Ever since major accounting scandals and corporate collapses of the early 2000’s, the improved risk taking and the lax approach to risk management procedures, which are viewed as contributing factors to the market breakdown that occurred in the international market and, in particular, in the U.S. in 2007, have led to an increased awareness of the importance of managing risk on the part of listed companies. Risk management has gained importance in the definition of what it means to be the best and most efficient corporate governance structure and mechanism, as it can play a fundamental role in helping to achieve the company’s target. Also disclosure related to risk management is fundamental for the efficient functioning of capital markets since it helps to improve corporate transparency and to reduce the information asymmetry between insiders and outsiders.

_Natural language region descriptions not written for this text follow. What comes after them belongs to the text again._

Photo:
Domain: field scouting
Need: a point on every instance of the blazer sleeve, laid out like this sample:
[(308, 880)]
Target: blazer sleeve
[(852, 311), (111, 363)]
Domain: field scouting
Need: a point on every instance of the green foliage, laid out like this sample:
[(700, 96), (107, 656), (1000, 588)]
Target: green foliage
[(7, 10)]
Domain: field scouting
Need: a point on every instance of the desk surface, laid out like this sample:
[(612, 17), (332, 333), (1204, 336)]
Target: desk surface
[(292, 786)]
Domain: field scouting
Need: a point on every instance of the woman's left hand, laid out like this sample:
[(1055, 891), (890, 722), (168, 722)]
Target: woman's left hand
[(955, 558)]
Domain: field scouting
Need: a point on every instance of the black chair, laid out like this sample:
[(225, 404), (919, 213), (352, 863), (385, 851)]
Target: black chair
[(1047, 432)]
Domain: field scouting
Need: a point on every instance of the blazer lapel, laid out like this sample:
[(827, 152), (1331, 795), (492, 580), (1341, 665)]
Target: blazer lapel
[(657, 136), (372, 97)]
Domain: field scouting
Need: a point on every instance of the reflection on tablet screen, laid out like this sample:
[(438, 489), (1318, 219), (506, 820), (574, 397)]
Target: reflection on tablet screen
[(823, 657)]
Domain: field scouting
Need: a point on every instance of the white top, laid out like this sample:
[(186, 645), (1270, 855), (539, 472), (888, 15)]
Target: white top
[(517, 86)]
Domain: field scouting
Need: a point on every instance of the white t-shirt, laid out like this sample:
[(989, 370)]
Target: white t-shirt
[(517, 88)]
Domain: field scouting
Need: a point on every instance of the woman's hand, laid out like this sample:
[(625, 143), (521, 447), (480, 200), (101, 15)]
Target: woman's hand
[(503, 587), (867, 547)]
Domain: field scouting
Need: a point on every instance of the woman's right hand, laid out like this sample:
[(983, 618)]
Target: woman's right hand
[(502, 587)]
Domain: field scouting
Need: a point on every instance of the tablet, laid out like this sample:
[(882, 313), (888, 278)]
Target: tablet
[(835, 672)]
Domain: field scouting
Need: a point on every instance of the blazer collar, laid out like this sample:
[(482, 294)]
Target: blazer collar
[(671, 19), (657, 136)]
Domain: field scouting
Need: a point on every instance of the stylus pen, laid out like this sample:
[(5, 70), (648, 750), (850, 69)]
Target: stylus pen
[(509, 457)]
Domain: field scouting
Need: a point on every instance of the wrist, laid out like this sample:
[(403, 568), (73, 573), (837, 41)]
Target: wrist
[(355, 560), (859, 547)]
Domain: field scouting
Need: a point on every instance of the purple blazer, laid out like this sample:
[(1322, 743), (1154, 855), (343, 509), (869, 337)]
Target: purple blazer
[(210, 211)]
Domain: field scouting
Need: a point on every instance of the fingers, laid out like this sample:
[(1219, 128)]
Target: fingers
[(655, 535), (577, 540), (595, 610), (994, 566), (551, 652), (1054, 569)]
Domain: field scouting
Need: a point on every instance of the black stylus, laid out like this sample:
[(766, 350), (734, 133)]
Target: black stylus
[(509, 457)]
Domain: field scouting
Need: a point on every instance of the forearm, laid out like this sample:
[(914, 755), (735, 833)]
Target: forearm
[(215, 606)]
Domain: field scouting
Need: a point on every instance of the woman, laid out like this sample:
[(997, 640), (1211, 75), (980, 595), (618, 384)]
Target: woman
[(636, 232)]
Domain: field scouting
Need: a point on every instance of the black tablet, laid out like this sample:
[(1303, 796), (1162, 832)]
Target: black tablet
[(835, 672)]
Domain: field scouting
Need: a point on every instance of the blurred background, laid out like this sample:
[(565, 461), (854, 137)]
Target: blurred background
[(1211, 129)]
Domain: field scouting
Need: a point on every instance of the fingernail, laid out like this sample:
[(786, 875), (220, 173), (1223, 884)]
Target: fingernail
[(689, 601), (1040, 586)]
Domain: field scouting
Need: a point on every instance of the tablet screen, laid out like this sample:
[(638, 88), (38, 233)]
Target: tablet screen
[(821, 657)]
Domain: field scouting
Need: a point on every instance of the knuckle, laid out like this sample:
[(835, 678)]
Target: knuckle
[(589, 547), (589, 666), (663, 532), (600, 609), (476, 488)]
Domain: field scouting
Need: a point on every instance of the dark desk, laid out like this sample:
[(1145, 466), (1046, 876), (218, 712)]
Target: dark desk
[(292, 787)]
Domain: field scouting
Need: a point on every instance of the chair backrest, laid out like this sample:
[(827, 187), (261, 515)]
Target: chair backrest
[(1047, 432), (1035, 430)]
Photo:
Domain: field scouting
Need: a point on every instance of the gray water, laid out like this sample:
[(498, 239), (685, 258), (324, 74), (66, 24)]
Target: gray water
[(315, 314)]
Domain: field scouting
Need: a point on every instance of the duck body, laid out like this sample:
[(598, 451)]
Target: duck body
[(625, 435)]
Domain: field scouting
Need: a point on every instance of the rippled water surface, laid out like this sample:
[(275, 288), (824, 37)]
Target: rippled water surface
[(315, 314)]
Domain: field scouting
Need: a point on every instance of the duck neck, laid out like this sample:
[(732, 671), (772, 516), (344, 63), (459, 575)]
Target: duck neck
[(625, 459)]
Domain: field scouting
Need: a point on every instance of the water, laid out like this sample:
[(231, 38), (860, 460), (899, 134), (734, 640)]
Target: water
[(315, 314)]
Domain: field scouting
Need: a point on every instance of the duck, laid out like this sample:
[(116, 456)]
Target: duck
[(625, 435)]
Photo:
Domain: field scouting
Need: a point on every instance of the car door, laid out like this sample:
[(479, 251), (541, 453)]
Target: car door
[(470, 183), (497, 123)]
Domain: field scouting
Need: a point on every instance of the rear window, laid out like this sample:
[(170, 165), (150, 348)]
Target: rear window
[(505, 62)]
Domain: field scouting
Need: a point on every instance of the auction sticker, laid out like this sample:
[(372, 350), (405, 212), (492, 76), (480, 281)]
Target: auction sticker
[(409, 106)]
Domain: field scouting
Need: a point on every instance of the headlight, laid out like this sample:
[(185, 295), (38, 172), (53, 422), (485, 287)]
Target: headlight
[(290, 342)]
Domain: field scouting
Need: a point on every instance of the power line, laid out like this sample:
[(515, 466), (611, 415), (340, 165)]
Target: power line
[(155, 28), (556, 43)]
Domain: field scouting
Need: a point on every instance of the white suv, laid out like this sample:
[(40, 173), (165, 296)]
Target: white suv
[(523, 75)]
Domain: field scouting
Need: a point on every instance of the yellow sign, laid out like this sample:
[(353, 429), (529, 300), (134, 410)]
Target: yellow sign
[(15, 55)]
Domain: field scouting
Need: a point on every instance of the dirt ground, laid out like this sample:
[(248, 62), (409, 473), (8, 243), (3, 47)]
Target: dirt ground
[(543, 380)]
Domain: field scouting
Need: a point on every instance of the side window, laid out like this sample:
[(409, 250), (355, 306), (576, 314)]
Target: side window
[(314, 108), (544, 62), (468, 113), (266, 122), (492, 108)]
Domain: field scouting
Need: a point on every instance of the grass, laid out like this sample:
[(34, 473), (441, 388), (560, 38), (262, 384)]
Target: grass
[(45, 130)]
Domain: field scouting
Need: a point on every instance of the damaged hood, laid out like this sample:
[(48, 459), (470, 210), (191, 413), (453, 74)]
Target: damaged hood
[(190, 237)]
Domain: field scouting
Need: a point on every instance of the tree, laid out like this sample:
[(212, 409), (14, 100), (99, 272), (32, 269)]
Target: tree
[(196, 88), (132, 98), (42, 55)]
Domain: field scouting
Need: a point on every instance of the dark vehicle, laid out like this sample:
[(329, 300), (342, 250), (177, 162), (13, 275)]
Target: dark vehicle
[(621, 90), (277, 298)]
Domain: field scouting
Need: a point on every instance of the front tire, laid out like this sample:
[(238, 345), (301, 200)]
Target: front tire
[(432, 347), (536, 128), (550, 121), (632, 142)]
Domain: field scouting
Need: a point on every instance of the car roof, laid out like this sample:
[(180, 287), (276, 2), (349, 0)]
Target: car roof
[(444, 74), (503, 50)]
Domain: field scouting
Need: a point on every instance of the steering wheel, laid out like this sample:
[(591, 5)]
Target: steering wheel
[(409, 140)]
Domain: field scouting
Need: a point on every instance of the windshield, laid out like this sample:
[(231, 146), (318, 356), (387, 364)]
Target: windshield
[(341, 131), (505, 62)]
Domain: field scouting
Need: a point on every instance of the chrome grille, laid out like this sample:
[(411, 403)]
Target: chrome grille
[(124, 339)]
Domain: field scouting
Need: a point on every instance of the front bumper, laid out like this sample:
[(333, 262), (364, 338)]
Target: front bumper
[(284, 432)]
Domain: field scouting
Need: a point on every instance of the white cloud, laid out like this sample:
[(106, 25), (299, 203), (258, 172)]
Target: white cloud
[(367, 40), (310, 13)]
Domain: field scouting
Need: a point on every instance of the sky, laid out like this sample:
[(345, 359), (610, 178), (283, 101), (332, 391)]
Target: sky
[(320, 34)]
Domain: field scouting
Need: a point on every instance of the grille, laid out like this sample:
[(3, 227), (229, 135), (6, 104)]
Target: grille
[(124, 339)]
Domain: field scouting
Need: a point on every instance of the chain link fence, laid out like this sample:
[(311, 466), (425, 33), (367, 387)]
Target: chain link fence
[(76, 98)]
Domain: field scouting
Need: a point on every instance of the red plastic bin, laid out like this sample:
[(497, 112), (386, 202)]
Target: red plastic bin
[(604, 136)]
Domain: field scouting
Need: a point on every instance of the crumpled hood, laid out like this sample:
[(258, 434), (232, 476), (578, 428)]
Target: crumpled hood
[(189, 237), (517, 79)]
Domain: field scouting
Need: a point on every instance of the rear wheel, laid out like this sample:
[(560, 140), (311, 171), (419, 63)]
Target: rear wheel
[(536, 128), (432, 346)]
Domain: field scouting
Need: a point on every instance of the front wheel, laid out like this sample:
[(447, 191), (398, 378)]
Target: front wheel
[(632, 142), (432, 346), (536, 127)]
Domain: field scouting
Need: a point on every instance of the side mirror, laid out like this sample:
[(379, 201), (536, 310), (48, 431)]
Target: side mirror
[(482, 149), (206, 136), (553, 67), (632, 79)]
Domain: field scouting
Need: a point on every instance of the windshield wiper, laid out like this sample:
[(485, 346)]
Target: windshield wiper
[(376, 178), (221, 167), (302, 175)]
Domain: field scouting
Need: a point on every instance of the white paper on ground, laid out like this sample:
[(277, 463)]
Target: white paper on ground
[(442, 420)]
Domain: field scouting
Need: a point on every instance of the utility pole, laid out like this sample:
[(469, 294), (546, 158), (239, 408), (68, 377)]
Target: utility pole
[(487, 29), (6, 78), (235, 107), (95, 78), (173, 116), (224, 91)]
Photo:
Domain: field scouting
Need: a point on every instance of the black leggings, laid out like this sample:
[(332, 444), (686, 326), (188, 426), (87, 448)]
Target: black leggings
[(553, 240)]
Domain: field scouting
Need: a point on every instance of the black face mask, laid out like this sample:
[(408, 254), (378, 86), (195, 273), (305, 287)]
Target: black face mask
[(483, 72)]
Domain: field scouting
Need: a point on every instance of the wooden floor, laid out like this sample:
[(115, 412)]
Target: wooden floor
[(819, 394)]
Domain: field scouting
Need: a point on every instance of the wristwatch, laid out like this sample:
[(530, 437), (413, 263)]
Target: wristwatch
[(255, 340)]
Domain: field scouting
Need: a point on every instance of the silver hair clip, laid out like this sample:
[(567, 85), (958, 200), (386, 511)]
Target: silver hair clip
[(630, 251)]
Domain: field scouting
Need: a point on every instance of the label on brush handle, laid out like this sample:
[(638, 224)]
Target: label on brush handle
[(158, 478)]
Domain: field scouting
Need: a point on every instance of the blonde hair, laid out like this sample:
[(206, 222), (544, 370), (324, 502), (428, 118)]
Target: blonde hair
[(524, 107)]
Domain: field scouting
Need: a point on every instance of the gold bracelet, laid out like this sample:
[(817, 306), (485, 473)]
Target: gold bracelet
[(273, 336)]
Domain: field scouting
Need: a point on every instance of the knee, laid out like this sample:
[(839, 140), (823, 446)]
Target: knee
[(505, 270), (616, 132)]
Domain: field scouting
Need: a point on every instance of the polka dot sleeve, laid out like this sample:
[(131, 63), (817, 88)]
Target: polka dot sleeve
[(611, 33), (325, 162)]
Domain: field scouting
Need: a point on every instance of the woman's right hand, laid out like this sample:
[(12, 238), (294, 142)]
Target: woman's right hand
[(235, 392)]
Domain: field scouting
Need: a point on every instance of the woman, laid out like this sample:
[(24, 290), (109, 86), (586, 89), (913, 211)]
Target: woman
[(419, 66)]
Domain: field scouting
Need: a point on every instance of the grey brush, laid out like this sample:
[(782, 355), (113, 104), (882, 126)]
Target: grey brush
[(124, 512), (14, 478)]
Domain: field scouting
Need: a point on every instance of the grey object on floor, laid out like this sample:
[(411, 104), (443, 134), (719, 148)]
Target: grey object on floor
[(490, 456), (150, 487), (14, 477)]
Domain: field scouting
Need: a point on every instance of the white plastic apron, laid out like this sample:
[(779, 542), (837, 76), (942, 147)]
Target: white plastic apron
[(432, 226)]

This paper aims to investigate the relationship between ownership structure and corporate risk-taking behavior and disclosure, as a tool for protecting shareholders, among Italian listed companies. The analysis is devoted to the Italian stock market because it is strongly characterized by a high ownership concentration and by the presence of a family ownership model; and this scenario makes the Italian one an interesting case to study. Based on a sample of 233 Italian listed companies, through a multivariate regression, we find that a high level of ownership concentration is positively related to a firms' low level of risk taking by the board of directors, so giving interesting insights to regulators and practitioners, as well as for further research.

This work is licensed under a Creative Commons Attribution 4.0 License.